Rojita el Guatero miró a los hombres desde lo alto de su fama. Y quitaba sin prisa el papel de seda a un puro gigantesco.

–Tendremos peleas hasta las diez de la noche –dijo un gallero–. Rojita trae un puro largo –lo encenderá con la primera postura. Por de pronto pidió un «ginger ale» con limón al mozo. «Estoy abutagado» –dijo.

–Tengo un gallito de cuatro-doce –gritó el sargento Ovalle, desafiando a los gringos, desde el medio de la rueda–. ¿Tienen, ustedes, místeres, algo semejante?

Yeas, my dear, sure. –y dijeron otras cuantas palabras a arcadas cómo si fueran a vomitar.

–¡Quinientos pesos!

¡Okey! ¡Yeas! –y la pelea quedó concertada.

Inscribieron los gallos en el Registro, después de pesados en la romana del juez.
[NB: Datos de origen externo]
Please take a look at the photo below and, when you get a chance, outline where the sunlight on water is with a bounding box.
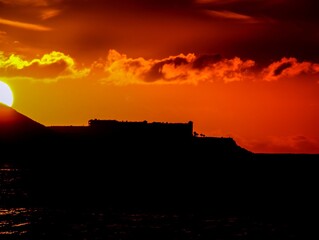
[0,208,34,238]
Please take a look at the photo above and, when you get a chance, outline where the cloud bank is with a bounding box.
[0,49,319,86]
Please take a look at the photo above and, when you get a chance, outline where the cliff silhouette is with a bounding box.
[0,105,252,165]
[0,105,319,218]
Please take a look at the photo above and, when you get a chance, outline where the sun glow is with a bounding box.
[0,81,13,107]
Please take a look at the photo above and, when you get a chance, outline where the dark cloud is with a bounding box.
[145,57,188,82]
[274,62,292,76]
[193,54,222,69]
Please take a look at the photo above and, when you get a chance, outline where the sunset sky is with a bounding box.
[0,0,319,153]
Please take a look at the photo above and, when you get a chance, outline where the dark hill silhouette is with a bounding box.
[0,105,319,218]
[0,103,47,141]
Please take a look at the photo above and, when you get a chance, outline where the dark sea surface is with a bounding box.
[0,155,319,240]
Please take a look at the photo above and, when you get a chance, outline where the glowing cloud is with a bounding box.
[41,9,61,20]
[91,50,255,85]
[205,10,258,23]
[0,51,89,79]
[0,0,49,7]
[0,18,51,31]
[262,57,319,81]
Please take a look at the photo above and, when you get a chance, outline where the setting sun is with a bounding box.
[0,81,13,107]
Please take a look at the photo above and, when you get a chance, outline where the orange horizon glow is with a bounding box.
[0,0,319,153]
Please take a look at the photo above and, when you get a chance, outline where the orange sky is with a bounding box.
[0,0,319,153]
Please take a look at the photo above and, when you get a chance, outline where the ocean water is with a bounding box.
[0,159,319,240]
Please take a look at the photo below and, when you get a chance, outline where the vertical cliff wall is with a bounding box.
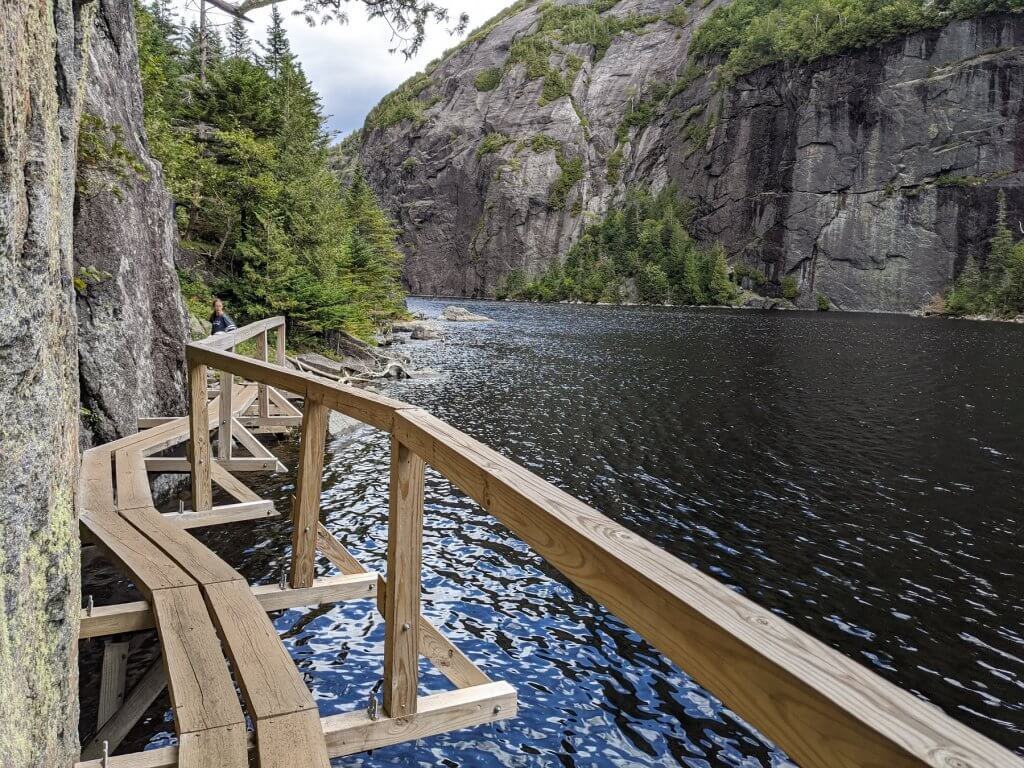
[0,0,93,768]
[75,0,188,442]
[360,0,1024,311]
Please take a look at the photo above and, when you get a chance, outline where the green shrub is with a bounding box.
[473,67,502,91]
[782,276,800,301]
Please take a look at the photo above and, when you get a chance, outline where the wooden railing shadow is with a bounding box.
[187,317,1024,768]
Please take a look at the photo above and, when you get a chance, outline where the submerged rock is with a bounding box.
[438,306,490,323]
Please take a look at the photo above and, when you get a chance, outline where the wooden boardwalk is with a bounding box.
[77,317,1024,768]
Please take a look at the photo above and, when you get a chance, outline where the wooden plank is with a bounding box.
[79,572,377,640]
[96,640,129,730]
[256,710,330,768]
[75,683,516,768]
[395,411,1022,768]
[253,331,270,421]
[204,582,316,720]
[189,316,285,350]
[80,511,195,600]
[289,396,331,589]
[121,507,243,585]
[152,586,245,734]
[164,501,278,530]
[323,683,517,758]
[208,464,263,505]
[114,449,153,510]
[145,456,284,475]
[217,371,234,459]
[82,659,167,760]
[316,523,490,688]
[385,438,424,717]
[78,447,117,511]
[188,361,213,512]
[178,723,246,768]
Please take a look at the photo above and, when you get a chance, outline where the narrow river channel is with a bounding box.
[82,299,1024,768]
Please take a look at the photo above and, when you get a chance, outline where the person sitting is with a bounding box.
[210,299,239,334]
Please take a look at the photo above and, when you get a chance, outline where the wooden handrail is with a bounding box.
[186,318,1024,768]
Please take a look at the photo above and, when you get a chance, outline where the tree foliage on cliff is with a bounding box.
[690,0,1024,75]
[498,188,738,304]
[138,4,402,336]
[946,190,1024,317]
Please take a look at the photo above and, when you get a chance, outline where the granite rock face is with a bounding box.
[360,0,1024,311]
[75,0,188,444]
[0,0,94,768]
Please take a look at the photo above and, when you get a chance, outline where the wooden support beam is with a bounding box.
[385,438,424,718]
[145,456,286,475]
[82,656,167,762]
[78,572,378,640]
[96,640,129,730]
[164,502,278,529]
[74,683,517,768]
[217,371,234,459]
[254,331,270,421]
[290,397,331,589]
[188,362,213,512]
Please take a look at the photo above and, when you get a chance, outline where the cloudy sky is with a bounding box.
[178,0,511,137]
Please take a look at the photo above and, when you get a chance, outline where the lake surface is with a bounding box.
[82,299,1024,768]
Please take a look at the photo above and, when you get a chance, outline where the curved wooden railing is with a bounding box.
[187,317,1024,768]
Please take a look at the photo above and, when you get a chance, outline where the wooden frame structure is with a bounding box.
[80,317,1024,768]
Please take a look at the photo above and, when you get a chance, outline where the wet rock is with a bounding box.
[438,306,490,323]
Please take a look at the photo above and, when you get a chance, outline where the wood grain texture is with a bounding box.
[323,683,516,758]
[256,331,270,418]
[197,582,316,720]
[96,640,129,728]
[217,371,234,459]
[384,438,424,717]
[79,573,377,640]
[188,362,213,512]
[80,510,196,600]
[178,724,247,768]
[256,710,330,768]
[289,395,331,589]
[152,586,244,734]
[82,658,167,760]
[387,411,1024,768]
[121,507,244,585]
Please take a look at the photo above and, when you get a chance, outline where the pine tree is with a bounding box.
[259,3,292,78]
[227,16,253,61]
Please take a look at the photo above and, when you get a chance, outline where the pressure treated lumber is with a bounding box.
[385,438,424,717]
[79,572,376,638]
[289,395,331,589]
[152,586,248,735]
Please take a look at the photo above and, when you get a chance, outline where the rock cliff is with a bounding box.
[75,0,188,443]
[0,0,94,768]
[360,0,1024,311]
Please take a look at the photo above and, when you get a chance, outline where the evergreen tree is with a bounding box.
[227,16,253,61]
[259,3,292,78]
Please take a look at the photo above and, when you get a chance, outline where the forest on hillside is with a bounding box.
[137,0,403,340]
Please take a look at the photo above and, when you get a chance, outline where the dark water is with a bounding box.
[82,300,1024,768]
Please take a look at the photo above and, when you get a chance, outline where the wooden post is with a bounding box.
[384,437,424,718]
[217,371,234,459]
[278,323,288,368]
[290,392,331,590]
[256,331,270,419]
[188,364,213,512]
[96,641,128,730]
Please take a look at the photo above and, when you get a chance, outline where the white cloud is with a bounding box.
[169,0,509,134]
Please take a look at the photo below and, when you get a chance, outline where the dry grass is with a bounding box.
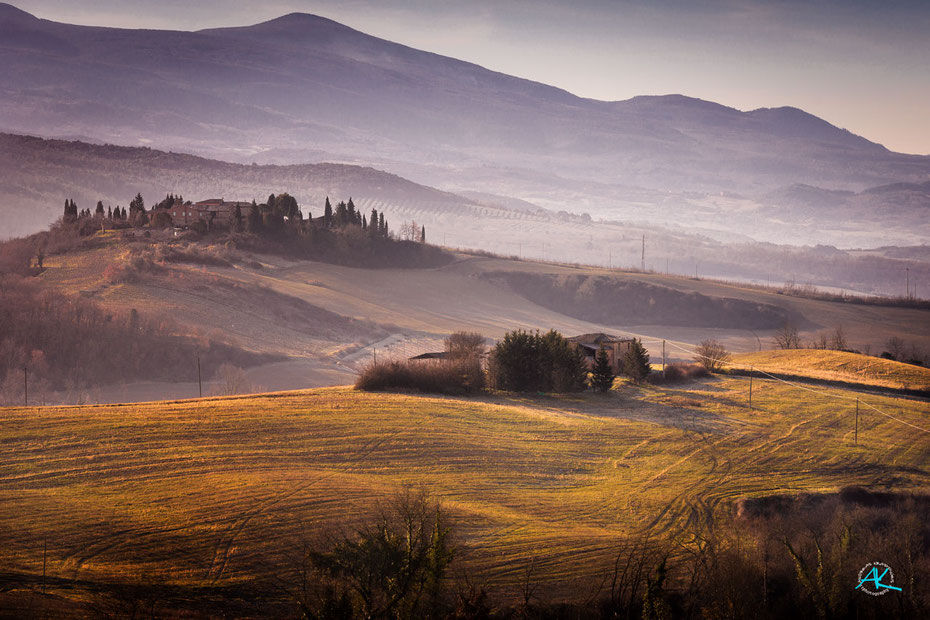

«El Condorito». Gallo cenizopinto. Cuatro-doce.

«El Quentucky». Gallo girorrenegrido. Cuatro-doce.

«Apuesta: Quinientos pesos». Estampose también el nombre de los dueños.

Entretanto, los galleros discutían la calidad de los gallos. Algunos habían visto batirse en el norte al gallo de los gringos. El Condorito del sargento, gallo corredor, había cantado su triunfo varias veces en este mismo reñidero. De igual peso y porte. El cotejo sería, pues, rudo y sangriento. No había por cual decidirse. Habría que esperar los primeros palos.
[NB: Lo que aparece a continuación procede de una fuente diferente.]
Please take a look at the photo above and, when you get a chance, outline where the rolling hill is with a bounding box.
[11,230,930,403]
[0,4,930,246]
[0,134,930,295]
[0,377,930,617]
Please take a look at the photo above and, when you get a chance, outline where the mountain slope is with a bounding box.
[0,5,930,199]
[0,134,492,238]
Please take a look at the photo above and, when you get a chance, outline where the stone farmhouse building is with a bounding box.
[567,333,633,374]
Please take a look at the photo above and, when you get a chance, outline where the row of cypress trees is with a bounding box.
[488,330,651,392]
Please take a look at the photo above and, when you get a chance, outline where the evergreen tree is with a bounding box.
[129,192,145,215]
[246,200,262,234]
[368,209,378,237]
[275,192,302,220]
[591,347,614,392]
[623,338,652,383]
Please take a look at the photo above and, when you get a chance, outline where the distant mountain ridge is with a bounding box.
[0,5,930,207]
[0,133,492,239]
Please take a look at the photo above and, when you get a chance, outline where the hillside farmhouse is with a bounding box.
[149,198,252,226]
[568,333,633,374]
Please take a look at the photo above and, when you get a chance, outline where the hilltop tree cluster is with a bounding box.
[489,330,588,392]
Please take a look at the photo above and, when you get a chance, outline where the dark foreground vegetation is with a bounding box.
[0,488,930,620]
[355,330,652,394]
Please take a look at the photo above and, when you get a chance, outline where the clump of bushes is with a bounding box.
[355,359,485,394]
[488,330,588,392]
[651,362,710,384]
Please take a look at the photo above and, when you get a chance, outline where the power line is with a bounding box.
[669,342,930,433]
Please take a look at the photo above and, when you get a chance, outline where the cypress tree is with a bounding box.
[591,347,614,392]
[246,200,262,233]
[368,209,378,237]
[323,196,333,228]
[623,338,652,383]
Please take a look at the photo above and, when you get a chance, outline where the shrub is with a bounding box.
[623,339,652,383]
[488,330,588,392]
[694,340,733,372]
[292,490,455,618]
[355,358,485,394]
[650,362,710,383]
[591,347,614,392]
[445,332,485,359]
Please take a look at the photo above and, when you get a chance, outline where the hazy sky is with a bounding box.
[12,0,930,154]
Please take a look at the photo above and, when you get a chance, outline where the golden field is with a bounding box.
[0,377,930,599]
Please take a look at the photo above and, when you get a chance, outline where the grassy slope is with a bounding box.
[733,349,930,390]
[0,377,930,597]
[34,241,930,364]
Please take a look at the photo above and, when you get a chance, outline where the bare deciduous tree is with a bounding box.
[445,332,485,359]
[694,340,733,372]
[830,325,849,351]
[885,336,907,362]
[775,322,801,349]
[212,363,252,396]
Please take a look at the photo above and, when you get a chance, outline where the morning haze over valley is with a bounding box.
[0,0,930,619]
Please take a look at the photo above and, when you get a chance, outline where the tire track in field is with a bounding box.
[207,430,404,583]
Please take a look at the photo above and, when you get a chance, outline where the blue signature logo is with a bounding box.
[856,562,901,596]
Agudizose la atención de los hombres cuando los .gallos fueron puestos en guardia por los preparadores.

Sonó la campanilla.

El Condorito cayó bandeado, a pasitos cortos, libidinosos, prendida la pupila de cauterio en la cabeza verrugosa de su adversario.

Gladiador de raza, el girorrenegrido lo esperaba, picoteando las arenas sangrientas.

Súbitamente erizaron la recortada golilla, y alargaron sus cuellos, sacudidos de temblores.

Con vacilaciones de llama, aguzan su furor las cabezas temblequeantes. Subía y bajaba la guardia de los picos ávidos. Mirábanse fijamente. La pupila hostil, acerada de cortante brillo.

–¡Cien pesos secos al girorrenegrido!

-¡Pago!

–¡Cincuenta pesos al gallo giro!

-¡Pago!

–¡Quinientos pesos al gallo giro!

-¡Pago!

Rojita el Guatero pagaba todas esas posturas. Sin embargo, la plata siempre estaba al gallo de los yanquis.

En algunos tiros falsos, los gallos acortaron distancia. Trabáronse los picos en floreos cortos y rápidos, de cascoteo córneo. El primer tope sonó como patada de mula. En el aire tibio, unas plumas navegaban su trasvuelo.

Frescos aún los gallos. Sanos los muslos, la cabeza, el pescuezo.

En el buche del giro se extendía, como de aceite, una mancha de sangre que advirtió Matías.

–¡Topo a ochenta con el japonés!

–¡Pago! –dijo un secuaz de los gringos.

El Condorito arremetió con denuedo a su adversario, infligiéndole varias heridas, y empezó a correr en torno del ruedo. Tal era su estilo de pelea. Hilillo de sangre resbalaba por un muslo del giro que lo seguía agostándose, la pierna tiesa y prendida. Pero el puntazo no era profundo. El giro golpeaba de atrás con torpeza.

Sintiéndose cogido, el Condorito zafábase, tirando hacia abajo, torciendo el pescuezo. Las puñaladas cortaban el aire sin tocarlo.

La plata estaba ahora al japonés.

Los gringos seguían la contienda ensimismados. Sin gestos. Nada reflejaban sus rostros. Sus pupilas grises, eso sí, cogían los detalles como cámara de cineasta. Y apostaban grueso ahora que los galleros se cubrían.